Depuis 2021, 10 agressions de détenteurs de cryptomonnaies (ou d'un membre de leur famille) ont eu lieu dans le pays, dont 4 enlèvements depuis le début de l'année. A l'issue de la réunion à Beauvau, plusieurs mesures visant à assurer leur sécurité seront appliquées, notamment une "collaboration renforcée avec les forces de sécurité intérieure", un accès "prioritaire" au numéro d'appel d'urgence 17 ou encore une "consultation de sûreté à leurs domiciles par les référents sûreté de la police et de la gendarmerie".

"Ce n'est qu'un début"

L'Adan (l'Association pour le développement des actifs numériques) qui représente l'ensemble des acteurs cryptos en France et en Europe, "salue l’engagement et la mobilisation du ministère de l’Intérieur à l’issue de la réunion de ce matin", selon un communiqué consulté par BFM Business.

"Des mesures de court terme indispensables sont désormais sur la table pour répondre à l’urgence sécuritaire.
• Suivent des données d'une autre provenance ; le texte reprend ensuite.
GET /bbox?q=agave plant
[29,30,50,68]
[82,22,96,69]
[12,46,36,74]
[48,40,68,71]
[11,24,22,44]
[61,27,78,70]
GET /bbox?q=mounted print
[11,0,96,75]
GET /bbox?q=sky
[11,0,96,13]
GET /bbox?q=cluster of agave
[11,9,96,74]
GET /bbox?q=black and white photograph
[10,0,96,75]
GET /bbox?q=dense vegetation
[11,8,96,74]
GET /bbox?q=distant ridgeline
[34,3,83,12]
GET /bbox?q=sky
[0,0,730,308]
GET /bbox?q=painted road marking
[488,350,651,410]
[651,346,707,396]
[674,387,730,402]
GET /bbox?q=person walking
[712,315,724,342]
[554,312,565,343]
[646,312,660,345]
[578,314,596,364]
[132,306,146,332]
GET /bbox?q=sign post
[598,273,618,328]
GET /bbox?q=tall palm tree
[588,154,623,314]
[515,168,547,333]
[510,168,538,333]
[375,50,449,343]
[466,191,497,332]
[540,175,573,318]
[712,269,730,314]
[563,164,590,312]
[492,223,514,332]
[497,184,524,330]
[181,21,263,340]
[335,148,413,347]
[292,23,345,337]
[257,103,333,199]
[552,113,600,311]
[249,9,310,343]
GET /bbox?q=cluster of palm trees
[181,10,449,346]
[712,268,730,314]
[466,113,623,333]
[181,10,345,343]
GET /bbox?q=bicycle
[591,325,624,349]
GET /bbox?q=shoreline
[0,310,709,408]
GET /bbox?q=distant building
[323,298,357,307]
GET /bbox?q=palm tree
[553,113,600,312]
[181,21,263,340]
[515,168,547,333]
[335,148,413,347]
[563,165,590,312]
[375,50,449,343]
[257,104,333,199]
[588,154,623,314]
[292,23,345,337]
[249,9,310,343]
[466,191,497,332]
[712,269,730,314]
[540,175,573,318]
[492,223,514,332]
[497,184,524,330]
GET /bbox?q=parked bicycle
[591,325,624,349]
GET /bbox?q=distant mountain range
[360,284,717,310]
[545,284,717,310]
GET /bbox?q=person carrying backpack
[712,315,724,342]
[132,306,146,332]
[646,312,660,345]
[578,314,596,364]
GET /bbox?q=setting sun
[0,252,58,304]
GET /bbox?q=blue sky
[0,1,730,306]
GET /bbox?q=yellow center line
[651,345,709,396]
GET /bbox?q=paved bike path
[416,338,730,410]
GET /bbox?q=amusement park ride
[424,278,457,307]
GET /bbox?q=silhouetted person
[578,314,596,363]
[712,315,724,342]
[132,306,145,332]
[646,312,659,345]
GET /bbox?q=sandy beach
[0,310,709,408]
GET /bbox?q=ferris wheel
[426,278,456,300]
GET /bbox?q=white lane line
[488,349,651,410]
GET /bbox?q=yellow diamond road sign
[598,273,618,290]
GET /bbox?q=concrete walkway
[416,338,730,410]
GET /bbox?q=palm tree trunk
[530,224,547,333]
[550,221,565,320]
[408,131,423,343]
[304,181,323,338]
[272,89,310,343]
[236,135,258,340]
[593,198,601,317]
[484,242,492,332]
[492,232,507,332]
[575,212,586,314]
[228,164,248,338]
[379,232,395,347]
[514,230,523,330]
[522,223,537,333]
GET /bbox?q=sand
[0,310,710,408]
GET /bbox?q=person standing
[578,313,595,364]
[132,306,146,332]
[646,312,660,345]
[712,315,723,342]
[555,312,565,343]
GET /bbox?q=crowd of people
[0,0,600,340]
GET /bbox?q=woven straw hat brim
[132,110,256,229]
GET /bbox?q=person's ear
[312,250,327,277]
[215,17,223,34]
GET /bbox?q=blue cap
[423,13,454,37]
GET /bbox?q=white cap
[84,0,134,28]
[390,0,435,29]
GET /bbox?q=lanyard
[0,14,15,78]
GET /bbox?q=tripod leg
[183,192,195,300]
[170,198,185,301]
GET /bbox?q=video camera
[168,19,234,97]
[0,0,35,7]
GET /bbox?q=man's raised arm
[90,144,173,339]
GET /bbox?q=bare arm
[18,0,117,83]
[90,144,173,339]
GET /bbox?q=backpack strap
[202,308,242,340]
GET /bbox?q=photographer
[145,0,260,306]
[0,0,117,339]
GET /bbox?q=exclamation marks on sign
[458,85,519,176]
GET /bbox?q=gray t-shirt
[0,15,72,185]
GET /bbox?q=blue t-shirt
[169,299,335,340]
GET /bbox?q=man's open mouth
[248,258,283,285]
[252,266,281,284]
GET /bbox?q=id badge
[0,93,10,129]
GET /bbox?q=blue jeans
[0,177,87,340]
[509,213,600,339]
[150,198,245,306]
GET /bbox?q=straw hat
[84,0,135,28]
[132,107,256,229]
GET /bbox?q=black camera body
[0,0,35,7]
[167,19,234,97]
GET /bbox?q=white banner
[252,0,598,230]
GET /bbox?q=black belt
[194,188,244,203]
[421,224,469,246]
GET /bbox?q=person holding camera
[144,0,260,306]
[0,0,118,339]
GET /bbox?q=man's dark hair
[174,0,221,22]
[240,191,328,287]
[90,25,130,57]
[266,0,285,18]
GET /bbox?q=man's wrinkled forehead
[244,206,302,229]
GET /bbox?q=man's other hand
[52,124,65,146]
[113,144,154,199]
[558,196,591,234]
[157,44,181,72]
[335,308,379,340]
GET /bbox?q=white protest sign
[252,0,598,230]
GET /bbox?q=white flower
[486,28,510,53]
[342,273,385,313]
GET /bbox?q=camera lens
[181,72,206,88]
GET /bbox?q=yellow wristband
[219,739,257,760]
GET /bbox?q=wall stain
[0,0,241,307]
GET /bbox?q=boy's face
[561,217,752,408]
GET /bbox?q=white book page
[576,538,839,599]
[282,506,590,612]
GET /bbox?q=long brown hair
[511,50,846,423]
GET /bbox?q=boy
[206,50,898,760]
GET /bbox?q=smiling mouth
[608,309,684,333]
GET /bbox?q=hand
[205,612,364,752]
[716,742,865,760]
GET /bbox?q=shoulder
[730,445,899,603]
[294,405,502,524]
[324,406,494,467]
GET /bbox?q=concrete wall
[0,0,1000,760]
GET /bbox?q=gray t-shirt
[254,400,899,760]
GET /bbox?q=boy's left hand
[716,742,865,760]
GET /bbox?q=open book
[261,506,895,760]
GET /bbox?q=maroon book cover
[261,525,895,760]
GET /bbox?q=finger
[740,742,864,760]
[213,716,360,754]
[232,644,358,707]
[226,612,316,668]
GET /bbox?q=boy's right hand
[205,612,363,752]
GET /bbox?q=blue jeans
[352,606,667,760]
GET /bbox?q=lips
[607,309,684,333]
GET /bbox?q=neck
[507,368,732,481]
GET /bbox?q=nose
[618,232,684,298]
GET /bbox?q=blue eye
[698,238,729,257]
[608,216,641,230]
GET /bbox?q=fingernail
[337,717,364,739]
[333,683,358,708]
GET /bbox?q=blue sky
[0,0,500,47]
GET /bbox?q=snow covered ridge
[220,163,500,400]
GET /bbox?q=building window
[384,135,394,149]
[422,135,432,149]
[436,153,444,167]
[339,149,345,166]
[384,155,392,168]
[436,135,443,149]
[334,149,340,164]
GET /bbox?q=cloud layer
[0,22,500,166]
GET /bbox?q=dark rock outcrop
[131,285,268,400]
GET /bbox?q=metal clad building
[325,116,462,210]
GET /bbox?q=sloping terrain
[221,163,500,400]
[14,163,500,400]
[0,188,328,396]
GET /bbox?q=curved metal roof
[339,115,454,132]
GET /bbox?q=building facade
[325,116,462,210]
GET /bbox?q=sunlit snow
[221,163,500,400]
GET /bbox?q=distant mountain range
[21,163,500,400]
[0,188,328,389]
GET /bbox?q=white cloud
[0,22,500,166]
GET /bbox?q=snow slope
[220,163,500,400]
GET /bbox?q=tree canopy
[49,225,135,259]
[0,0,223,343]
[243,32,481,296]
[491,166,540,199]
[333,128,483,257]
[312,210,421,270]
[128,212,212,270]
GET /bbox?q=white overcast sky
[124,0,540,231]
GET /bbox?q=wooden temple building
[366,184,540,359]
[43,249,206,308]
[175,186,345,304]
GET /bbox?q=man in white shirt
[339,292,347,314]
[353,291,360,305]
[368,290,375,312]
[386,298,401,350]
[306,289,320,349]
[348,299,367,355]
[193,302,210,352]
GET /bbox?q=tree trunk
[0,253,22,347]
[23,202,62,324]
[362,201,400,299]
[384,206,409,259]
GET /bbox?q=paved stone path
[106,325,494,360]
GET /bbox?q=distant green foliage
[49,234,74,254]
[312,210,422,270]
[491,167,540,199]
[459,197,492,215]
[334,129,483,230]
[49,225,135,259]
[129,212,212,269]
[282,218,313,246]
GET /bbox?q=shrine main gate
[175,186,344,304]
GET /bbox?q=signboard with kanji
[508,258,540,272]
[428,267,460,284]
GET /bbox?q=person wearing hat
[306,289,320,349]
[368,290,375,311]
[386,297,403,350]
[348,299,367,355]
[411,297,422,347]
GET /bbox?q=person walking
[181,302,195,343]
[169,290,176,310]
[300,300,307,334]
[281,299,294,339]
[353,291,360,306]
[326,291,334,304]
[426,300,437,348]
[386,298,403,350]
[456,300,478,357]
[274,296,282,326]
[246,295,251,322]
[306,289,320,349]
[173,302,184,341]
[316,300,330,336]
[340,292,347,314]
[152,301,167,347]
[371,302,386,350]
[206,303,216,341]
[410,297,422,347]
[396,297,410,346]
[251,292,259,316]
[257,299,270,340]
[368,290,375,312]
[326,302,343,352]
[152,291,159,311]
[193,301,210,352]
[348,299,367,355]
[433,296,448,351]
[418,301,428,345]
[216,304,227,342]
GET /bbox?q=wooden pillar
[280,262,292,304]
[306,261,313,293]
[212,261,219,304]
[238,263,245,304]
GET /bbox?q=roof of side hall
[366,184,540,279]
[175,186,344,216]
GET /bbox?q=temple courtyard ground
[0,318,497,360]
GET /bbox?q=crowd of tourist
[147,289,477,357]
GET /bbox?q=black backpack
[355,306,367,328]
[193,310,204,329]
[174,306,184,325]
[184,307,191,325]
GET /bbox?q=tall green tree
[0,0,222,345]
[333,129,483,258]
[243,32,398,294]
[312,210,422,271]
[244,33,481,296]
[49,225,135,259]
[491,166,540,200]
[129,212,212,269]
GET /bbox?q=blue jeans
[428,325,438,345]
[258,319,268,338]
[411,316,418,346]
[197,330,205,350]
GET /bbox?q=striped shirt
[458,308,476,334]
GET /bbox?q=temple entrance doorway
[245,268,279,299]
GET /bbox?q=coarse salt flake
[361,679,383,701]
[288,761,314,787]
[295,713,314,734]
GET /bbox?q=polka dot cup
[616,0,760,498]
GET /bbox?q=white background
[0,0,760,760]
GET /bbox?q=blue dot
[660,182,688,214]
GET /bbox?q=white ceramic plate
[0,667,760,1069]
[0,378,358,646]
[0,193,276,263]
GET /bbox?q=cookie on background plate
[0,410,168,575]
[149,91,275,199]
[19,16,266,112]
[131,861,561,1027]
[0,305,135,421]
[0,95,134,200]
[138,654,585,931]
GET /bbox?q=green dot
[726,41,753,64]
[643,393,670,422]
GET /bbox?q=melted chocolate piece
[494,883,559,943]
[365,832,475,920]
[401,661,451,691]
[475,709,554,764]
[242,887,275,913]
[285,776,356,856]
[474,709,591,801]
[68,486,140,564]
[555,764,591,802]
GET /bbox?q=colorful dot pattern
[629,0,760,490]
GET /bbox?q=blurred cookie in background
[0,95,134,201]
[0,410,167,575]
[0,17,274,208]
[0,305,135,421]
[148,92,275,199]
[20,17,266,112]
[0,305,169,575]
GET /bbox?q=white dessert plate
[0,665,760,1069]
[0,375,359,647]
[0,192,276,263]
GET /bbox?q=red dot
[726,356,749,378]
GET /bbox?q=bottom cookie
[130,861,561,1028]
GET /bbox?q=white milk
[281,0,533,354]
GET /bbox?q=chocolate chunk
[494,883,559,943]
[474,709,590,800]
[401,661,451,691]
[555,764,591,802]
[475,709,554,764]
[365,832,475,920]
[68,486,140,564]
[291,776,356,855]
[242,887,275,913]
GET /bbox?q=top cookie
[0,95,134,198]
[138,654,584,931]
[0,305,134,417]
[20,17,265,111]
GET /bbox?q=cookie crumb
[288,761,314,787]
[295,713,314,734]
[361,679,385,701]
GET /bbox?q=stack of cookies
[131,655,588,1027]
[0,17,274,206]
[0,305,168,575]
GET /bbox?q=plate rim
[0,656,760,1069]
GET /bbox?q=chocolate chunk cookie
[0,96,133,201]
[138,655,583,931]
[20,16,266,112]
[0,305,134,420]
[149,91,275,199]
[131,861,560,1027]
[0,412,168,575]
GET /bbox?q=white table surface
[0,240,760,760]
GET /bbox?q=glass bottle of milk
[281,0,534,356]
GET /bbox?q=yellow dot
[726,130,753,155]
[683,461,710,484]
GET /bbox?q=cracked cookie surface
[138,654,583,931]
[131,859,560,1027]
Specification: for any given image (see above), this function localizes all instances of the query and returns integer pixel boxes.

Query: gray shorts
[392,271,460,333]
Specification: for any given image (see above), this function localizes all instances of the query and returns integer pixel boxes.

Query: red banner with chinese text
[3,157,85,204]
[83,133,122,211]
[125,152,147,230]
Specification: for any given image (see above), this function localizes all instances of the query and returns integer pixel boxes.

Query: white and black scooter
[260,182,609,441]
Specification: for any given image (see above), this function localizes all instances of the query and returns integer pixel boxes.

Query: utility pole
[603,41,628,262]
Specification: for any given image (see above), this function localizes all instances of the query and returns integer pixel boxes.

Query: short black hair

Ce n’est qu’un début. Il faut maintenant bâtir un dispositif pérenne en associant pleinement le ministère de la Justice, Bercy et l’Intérieur. Le secteur attend un engagement à long terme, à la hauteur des enjeux", peut-on lire.

Il est temps de "mettre fin à la diffusion d'idées reçues dans le débat public: les crypto-actifs sont traçables. Les mots ont un sens, et les approximations des conséquences", rappelle le lobby des cryptos.

Présent lors de la réunion, Eric Larchevêque, co-fondateur de la plateforme Ledger (et dont l'associé David Balland a été enlevé il y a quelques mois avant d'être libéré avec un doigt mutilé) a déclaré que la "mobilisation, tant du Ministre que de l’ensemble des autorités présentes, a été à la hauteur des enjeux".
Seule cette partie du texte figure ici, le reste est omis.